Post Scriptum #48
Hoje há poesia dos Países Baixos e da Flandres na Casa Fernando Pessoa. Para assinalar a realização das Jornadas de Cultura Neerlandesa (Lisboa, 10 a 26 de Outubro de 2003), de que este blog aceitou ser o patrocinador exclusivo, publicamos um belíssimo poema do poeta holandês Hans Warren (1921-2001).
CLARO
Claro que o moço na duna teve de notar
que eu o olhava intensamente.
Claro que depois passou por perto de mim
com muitos movimentos dispensáveis
mesmo fazendo como quem diz que não me via.
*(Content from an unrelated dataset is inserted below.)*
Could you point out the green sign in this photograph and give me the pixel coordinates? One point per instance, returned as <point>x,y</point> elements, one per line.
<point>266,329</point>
Claro que começou um ballet de primavera
com um miúdo amigo e uma bola,
claro que se fartou, em jeito demasiado à menina,
de passar a mão pelos longuíssimos cabelos
e olhou por cima do ombro ao fazê-lo,
dentes brilhando num rosto escuro.
Claro que mais tarde se deitou
mastigando indolente um pé de erva
naquele tocante calção de banho desbotado
sozinho numa quente concavidade da duna.
Claro que me afastei sem barulho e despercebido
e claro que passo o dia a arrepender-me disso.
Uma Migalha na Saia do Universo, Antologia da Poesia Neerlandesa do Século Vinte, Selecção de Gerrit Komrij, Tradução de Fernando Venâncio, Assírio & Alvim, 1996.